Question: Using STDIN with BioPython's PDB methods
2
gravatar for jrj.healey
7 months ago by
jrj.healey12k
United Kingdom
jrj.healey12k wrote:

I'm writing some code to get sequences back from PDB files, wrapping the BioPython functionality.

Here's the code at the moment:

#!/usr/bin/env python
'''Convert a PDB file in to its representative sequence.'''

import argparse
import sys
import os

try:
    from Bio.PDB import *
    from Bio import SeqIO
except ImportError:
    sys.stderr.write('Could not import from the Bio module.
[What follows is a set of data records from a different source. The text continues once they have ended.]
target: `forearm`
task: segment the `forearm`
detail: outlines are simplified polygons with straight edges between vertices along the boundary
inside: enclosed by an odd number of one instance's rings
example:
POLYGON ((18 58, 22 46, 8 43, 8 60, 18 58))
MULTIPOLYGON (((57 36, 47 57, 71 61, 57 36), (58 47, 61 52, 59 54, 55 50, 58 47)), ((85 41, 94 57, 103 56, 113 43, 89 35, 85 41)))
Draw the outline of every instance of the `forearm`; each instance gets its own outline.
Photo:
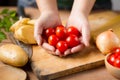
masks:
POLYGON ((56 0, 36 0, 40 12, 58 13, 56 0))
POLYGON ((95 0, 74 0, 73 8, 71 14, 84 14, 86 16, 89 15, 95 0))

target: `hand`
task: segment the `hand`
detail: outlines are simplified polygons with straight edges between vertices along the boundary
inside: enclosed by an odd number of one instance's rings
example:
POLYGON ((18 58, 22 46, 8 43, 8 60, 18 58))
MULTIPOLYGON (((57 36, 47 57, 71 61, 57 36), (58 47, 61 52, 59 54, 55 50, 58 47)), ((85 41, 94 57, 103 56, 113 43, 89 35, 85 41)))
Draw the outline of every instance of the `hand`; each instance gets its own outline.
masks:
POLYGON ((34 29, 34 37, 38 43, 38 45, 42 45, 42 33, 43 30, 49 27, 56 27, 57 25, 61 25, 60 18, 57 14, 52 12, 41 13, 40 17, 37 19, 35 23, 34 29))
POLYGON ((75 26, 82 34, 82 36, 80 37, 82 43, 76 47, 73 47, 70 53, 78 52, 82 50, 84 47, 89 46, 90 27, 89 27, 88 19, 84 14, 70 15, 66 26, 67 27, 75 26))

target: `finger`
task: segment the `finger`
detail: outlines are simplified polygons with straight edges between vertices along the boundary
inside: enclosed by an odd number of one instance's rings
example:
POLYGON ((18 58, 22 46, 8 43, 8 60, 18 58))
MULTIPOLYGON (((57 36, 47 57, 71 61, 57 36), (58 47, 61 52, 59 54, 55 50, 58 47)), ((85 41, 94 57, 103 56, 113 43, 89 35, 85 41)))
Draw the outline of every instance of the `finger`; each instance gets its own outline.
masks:
POLYGON ((86 47, 89 46, 89 40, 90 40, 90 29, 88 27, 82 28, 82 41, 86 47))
POLYGON ((43 27, 39 25, 39 23, 35 23, 35 28, 34 28, 34 37, 38 43, 38 45, 41 45, 42 43, 42 32, 43 32, 43 27))
POLYGON ((50 44, 48 44, 48 43, 43 43, 42 47, 49 50, 49 51, 52 51, 52 52, 55 51, 55 48, 53 46, 51 46, 50 44))
POLYGON ((81 45, 78 45, 78 46, 75 46, 71 49, 71 53, 76 53, 78 51, 81 51, 82 49, 84 48, 84 45, 81 44, 81 45))

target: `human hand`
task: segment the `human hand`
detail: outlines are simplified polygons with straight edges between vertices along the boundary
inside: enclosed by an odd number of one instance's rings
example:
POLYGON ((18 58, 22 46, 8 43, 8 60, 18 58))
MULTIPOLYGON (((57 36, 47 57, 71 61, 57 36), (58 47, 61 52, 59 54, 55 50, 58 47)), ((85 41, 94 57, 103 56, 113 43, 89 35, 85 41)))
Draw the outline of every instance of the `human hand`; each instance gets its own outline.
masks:
POLYGON ((57 14, 51 12, 41 13, 40 17, 36 20, 34 29, 34 37, 38 45, 42 45, 43 43, 43 30, 49 27, 56 27, 57 25, 61 25, 57 14))
POLYGON ((76 27, 82 36, 80 37, 81 44, 71 48, 70 52, 67 54, 75 53, 81 51, 84 47, 88 47, 90 40, 90 27, 87 17, 84 14, 70 15, 66 27, 69 26, 76 27))

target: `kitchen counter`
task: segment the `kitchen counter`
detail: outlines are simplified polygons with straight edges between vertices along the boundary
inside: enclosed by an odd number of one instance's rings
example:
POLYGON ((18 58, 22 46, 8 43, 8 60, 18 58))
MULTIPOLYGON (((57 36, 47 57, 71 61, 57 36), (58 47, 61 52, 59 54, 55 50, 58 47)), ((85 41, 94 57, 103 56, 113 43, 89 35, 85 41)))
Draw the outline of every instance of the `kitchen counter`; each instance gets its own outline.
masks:
MULTIPOLYGON (((8 8, 8 7, 6 7, 6 8, 8 8)), ((3 9, 3 7, 0 7, 0 11, 2 9, 3 9)), ((9 9, 16 10, 15 7, 9 7, 9 9)), ((32 19, 36 19, 37 17, 39 17, 39 14, 40 14, 38 9, 35 9, 35 8, 27 8, 27 9, 25 9, 25 12, 32 19)), ((63 22, 67 21, 69 13, 70 13, 69 11, 60 11, 60 16, 61 16, 61 19, 63 22)), ((93 14, 93 13, 97 13, 97 12, 92 12, 91 14, 93 14)), ((90 18, 92 18, 92 17, 90 17, 90 18)), ((6 42, 9 43, 10 41, 7 41, 7 40, 3 41, 3 43, 6 43, 6 42)), ((29 80, 38 80, 32 71, 26 70, 26 72, 28 73, 29 80)), ((57 78, 54 80, 117 80, 117 79, 114 78, 113 76, 111 76, 107 72, 105 66, 103 65, 103 66, 99 66, 99 67, 94 68, 94 69, 74 73, 74 74, 60 77, 60 78, 57 78)))

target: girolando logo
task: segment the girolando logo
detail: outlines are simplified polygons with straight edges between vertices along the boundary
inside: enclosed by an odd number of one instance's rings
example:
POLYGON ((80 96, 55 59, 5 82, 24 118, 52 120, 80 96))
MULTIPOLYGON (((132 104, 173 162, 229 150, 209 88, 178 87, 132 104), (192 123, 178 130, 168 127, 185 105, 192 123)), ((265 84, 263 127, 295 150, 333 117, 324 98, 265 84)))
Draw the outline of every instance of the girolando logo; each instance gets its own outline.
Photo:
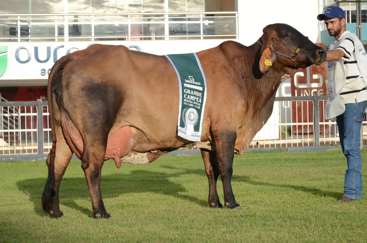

Try installing with `python -m pip install biopython`')
    sys.exit(1)


def get_args():
    """Parse command line arguments"""

    try:
        parser = argparse.ArgumentParser(
            description='Convert a PDB file to its representative sequence(s) via BioPython.')
        parser.add_argument('-i', '--input', action='store', default=sys.stdin,
                            help='Input PDB file (defaults from STDIN for pipes).')
        parser.add_argument('-o', '--output', action='store', default=sys.stdout,
                            help='Output sequence file (defaults to STDOUT for pipes).')
        if len(sys.argv) == 1:
            parser.print_help(sys.stderr)
            exit(1)
    except:
        sys.stderr.write("An exception occurred with argument parsing. Check your provided options.")

    return parser.parse_args()


def main():
    args = get_args()
    PDB, PPB = PDBParser(), PPBuilder()
    if args.input is sys.stdin:
        structure = PDB.get_structure("File from stdin", args.input)
    else:
        structure = PDB.get_structure(os.path.basename(args.input), args.input)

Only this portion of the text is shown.